Martin shrugged. “I helped with the design here. I know some backdoors.”
Clayton motioned toward the direction from which he’d come and started walking that way again. The men followed. They walked in silence for fifty yards or so, the only sounds their footsteps and heavy breaths.
“Backdoors,” Clayton said out of nowhere. “That how you found me?”
“Not exactly,” said Martin. “Your DiaTab was turned off. The tracker is disabled.”
“I found a backdoor,” said Clayton.
“Impressive, said Martin. “It’s simple in design but not intuitive. Well done.”
“I try,” said Clayton. “So how did you find me?”
“I told Chandra about the tunnel and stairwell system that leads to building five,” said Martin. “It’s the only way out.”
“For us,” said Chandra. “It’s the only way out for us.”
“Essentially that’s true,” said Martin. “So when I saw you’d accessed the emergency exit key panel using your DiaTab in building four, I knew you had to have figured it out.”
“We didn’t know you’d be coming for me, though,” said Chandra. “That was a surprise.”
“It was probably not the best idea either,” said Martin. “Because now they’re looking for us. They know the two of you are scheming something. You trying to reach Chandra in his lab was a total tip-off.”
Clayton pointed toward a door on the left side of the tunnel and the trio stopped. There was a keypad and Clayton pulled out his DiaTab to access it. Bert stopped him.
“Don’t use that again,” he said. “They’re looking for you. Before, your access was hidden among a thousand alerts. Now they’re zeroing in on it.”
Clayton’s eyes widened. “So they know we’re in this tunnel?”
Bert smirked and held up a device that appeared similar to a DiaTab but was slightly larger. “Not exactly. I erased your last two key swipes and then ghosted them on two different panels. They think you’re somewhere in building four.”
“So nobody knows we’re here?” asked Clayton.
Bert punched a key sequence into the access panel and the door clicked open. “Not at the moment,” he said, ushering Chandra and Clayton through the open door. “But once they figure out I’m not where I’m supposed to be, they’ll put two and two together.”
“Can’t you just shut everything down?” asked Clayton. “Then we have free access and they’ll never track us until we’re about to bolt.”
“Not yet,” Bert replied. “If I do it now, they have an override. It takes about fifteen minutes to reboot the system. I need to wait to shut down the system until we’re almost free.”
Clayton bounded down the stairwell, sliding his hand along the metal railing for balance. He looked at Chandra when he reached the second landing. “Where did you find this guy, and why is he helping us?”

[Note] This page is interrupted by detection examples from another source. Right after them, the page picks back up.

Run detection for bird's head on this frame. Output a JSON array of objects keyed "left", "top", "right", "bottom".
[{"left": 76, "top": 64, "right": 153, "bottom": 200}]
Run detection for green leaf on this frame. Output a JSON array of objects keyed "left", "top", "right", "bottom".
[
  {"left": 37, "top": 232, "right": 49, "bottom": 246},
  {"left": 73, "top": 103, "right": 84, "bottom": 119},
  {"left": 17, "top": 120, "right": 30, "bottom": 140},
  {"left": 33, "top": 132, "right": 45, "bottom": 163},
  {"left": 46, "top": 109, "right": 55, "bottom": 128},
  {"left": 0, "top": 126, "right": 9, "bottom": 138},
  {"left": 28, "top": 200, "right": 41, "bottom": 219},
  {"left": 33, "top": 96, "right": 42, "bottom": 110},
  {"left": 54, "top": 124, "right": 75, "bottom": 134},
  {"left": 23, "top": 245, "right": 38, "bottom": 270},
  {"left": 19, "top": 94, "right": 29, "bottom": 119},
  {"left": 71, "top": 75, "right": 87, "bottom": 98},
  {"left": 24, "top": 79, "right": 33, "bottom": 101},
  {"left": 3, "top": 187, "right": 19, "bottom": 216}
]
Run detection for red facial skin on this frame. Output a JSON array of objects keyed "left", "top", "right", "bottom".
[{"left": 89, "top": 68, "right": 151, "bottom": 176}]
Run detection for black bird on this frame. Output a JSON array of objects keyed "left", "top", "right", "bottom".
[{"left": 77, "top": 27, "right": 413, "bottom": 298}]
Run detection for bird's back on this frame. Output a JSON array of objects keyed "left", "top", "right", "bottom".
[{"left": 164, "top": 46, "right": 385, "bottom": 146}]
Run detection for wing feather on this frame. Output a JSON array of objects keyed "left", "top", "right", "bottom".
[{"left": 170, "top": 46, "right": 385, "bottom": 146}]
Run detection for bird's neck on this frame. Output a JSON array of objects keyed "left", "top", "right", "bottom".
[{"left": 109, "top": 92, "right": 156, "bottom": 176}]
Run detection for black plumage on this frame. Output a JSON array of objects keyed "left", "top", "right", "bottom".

“Chance and pity,” said Chandra.
Bert chuckled nervously. “I’m helping you because this place is not exactly what I was told it would be. They never said it would be a prison. They never told me what their plans were.”
“Thank you,” said Clayton. “Whatever your reason.”
The men descended three more flights. Moving swiftly down the well, they reached the fifth level, where the stairs ended. They couldn’t go any lower.
“What now?” asked Clayton. “Don’t we move to buildings one and then five?”
“That’s the plan,” said Bert. He entered a sequence into a door-side panel and it clicked. “These are default test codes. They activate every coded door. Nobody will have any clue which doors we’ve manually accessed or where we are.”
Clayton swung open the door to move through. “Why are some doors coded and others not?”
Bert shrugged. “A handful of the stairwell and tunnel doors don’t have codes. It’s for ease of movement in emergencies, though all of them are within the secure perimeter of at least one other coded door.”
“So when we reach building five, you’ll shut off the Li-Fi?”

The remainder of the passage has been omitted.